Oil prices weakened early Friday following China’s refusal to perfect an economic growth plan for this year, stoking fears that the impact of the coronavirus pandemic, which broke out in the Republic in December, might hurt fuel demand in the world’s biggest oil consumer after the U.S.
Brent crude had depressed by $1.88 or 5.21% to $34.18 per barrel as of 08:26 West African Time, reversing the almost 1% gain posted at the previous session.
U.S. West Texas Intermediate fell by $2.21 or 6.52% to $31.71 a barrel, having nudged $30.72 earlier.
Bonny Light, the premium grade in Nigeria’s oil basket, appreciated by $0.37 or 1.09% to $34.46 on Thursday but it is hugely probable that it will fall during the day, given the fate that has befallen the above two global benchmarks.
Over the past couple of weeks, oil prices have posted a steady rise after the record drop of U.S. oil to below zero sometime last month.
Nevertheless, market expectations were upended by China’s inaction as regards fixing an economic target for 2020 as its National People’s Congress began a meeting that would span a week.
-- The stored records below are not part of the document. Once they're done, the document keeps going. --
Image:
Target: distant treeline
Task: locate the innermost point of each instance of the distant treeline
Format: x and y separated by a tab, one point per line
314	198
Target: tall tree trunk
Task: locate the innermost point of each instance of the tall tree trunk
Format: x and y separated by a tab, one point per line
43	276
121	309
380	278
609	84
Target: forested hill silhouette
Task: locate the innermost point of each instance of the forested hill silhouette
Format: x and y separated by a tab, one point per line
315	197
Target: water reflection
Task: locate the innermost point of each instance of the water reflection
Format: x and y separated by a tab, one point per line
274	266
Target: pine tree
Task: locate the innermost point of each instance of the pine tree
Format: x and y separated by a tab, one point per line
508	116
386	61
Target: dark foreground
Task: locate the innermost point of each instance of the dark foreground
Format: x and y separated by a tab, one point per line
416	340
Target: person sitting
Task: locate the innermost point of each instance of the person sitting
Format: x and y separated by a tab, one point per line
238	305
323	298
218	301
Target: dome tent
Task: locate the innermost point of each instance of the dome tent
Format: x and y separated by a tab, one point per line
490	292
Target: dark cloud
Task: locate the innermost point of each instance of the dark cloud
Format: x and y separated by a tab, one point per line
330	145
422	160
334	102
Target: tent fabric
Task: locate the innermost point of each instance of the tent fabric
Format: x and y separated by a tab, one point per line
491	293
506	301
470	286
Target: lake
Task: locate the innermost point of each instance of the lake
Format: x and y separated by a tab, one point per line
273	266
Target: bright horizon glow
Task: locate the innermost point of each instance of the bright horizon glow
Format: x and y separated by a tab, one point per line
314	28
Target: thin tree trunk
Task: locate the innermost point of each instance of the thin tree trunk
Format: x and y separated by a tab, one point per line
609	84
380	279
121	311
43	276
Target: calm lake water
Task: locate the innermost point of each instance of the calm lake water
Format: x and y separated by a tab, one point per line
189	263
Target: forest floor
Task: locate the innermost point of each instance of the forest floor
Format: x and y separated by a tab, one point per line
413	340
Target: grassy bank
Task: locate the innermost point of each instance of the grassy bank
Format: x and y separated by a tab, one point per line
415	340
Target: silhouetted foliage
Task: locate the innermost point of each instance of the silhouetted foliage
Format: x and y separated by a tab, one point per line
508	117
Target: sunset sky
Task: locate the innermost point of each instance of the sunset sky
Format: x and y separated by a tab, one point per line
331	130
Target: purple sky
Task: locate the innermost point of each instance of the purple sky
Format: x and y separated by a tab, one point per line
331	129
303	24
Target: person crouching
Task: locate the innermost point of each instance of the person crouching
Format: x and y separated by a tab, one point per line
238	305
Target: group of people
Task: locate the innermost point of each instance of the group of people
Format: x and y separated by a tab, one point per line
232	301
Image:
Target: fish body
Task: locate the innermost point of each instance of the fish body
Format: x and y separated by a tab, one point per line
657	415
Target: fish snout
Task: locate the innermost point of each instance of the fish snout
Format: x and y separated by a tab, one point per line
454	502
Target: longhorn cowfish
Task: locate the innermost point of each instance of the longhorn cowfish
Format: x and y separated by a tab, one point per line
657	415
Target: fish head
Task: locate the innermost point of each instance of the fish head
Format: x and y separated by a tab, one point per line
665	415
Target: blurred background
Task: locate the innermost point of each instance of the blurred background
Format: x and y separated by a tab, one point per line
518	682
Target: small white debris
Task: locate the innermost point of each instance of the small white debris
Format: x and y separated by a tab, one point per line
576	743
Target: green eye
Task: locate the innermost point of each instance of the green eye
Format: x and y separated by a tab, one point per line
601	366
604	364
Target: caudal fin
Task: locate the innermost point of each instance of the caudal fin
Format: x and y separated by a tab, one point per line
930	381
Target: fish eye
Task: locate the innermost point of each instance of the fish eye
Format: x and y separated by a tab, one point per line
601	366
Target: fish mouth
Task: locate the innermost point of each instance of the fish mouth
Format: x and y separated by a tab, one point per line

Stephen Innes, AxiCorps’s chief global market strategist told Reuters leaving the growth target “could be interpreted as putting less focus on infrastructure investment and could be viewed as negative for oil.”
“The commodity market, in general, was looking for a bigger infrastructure pump from the NPC so there is bound to be an element of disappointment,” he added.
One trillion yuan ($140 billion) of special treasury bonds is being planned however by Beijing as stimulus for firms and provinces affected by the pandemic.